Unnamed: 0,about,proxyIn,proxyFor,edmType,europeanaProxy,dcIdentifier.def,dcLanguage.def,dcSubject.def,dcType.def,dcContributor.def,dcCreator.def,dcDate.def,dcDescription.it,dcFormat.def,dcRights.def,dcTitle.it,dcType.en,dcType.it,dctermsAlternative.def,dctermsAlternative.it,dctermsIsPartOf.def,dctermsProvenance.def,dcFormat.it,dcRights.it,dctermsExtent.def,dctermsIsPartOf.en,dctermsIsReferencedBy.it,dctermsSpatial.def,edmCurrentLocation.it,dcDate.it,dcDescription.en,dcTitle.en
0,/proxy/provider/40/CNMD0000249225,[/aggregation/provider/40/CNMD0000249225],/item/40/CNMD0000249225,TEXT,False,,[lat],"[Uccelli, Birds, Animali, Animals, Ornitologia...",,"[Cartari, Carlo, Della Rovere, Francesco Maria...","[Djunkovskoy, Stefano]",[1601-1631],[1601-1631 data stimata; Catalogo anonimo e an...,[cartaceo ; cc.
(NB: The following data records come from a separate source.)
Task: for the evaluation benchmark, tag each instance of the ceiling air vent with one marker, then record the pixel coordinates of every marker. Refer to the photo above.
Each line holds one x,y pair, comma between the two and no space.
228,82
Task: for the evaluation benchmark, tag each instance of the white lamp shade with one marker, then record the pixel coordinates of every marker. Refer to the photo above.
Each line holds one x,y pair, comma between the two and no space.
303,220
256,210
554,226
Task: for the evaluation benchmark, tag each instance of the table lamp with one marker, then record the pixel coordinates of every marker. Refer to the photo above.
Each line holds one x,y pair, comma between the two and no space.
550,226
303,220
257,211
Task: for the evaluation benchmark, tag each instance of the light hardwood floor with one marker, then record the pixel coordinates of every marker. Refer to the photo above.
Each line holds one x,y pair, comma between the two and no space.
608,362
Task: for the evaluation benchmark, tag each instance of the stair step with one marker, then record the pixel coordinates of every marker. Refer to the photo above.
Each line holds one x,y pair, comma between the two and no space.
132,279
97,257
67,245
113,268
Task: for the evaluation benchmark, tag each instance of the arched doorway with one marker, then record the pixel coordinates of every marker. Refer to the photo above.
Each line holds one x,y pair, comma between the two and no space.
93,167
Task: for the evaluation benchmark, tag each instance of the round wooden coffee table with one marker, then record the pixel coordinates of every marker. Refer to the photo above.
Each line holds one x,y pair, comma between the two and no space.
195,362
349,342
II + 302 + II],[Biblioteca universitaria Alessandrina - Roma],"[Roma, Biblioteca universitaria Alessandrina, ...","[Manuscript, Monograph]","[Manoscritto, Monografia]","[Continet hic picturas diligentissimas avium, ...",[Ornitologico],[Fondo Manoscritti della Biblioteca universita...,[Convento del Santissimo Crocifisso dei chieri...,,,,,,,,,,
1,/proxy/provider/288/work_70019,[/aggregation/provider/288/work_70019],/item/288/work_70019,IMAGE,False,[work_70019],[zxx],"[http://vocab.getty.edu/aat/300379558, http://...","[http://vocab.getty.edu/aat/300046001, http://...",,,,,,,[DISTANZIATORE DI COLLANA],"[necklace, DISTANZIATORE DI COLLANA]",[opere],,,,,[BRONZO],[MUSEO NAZIONALE PREISTORICO ETNOGRAFICO L. PI...,"[altezza: cm 32, diametro: cm 0.7]",[Europeana Archaeology],[Scheda ICCD RA: 12-00870752],[http://sws.geonames.org/8015122],[MUSEO NAZIONALE PREISTORICO ETNOGRAFICO L. PI...,,,


# Conclusions

Here we saw how to combine Search APi and Record API to retrieve field values that are not served by the Saerch API alone. The general idea is that the record API serves all results while the Search API only a fraction of it to optmize perfomance.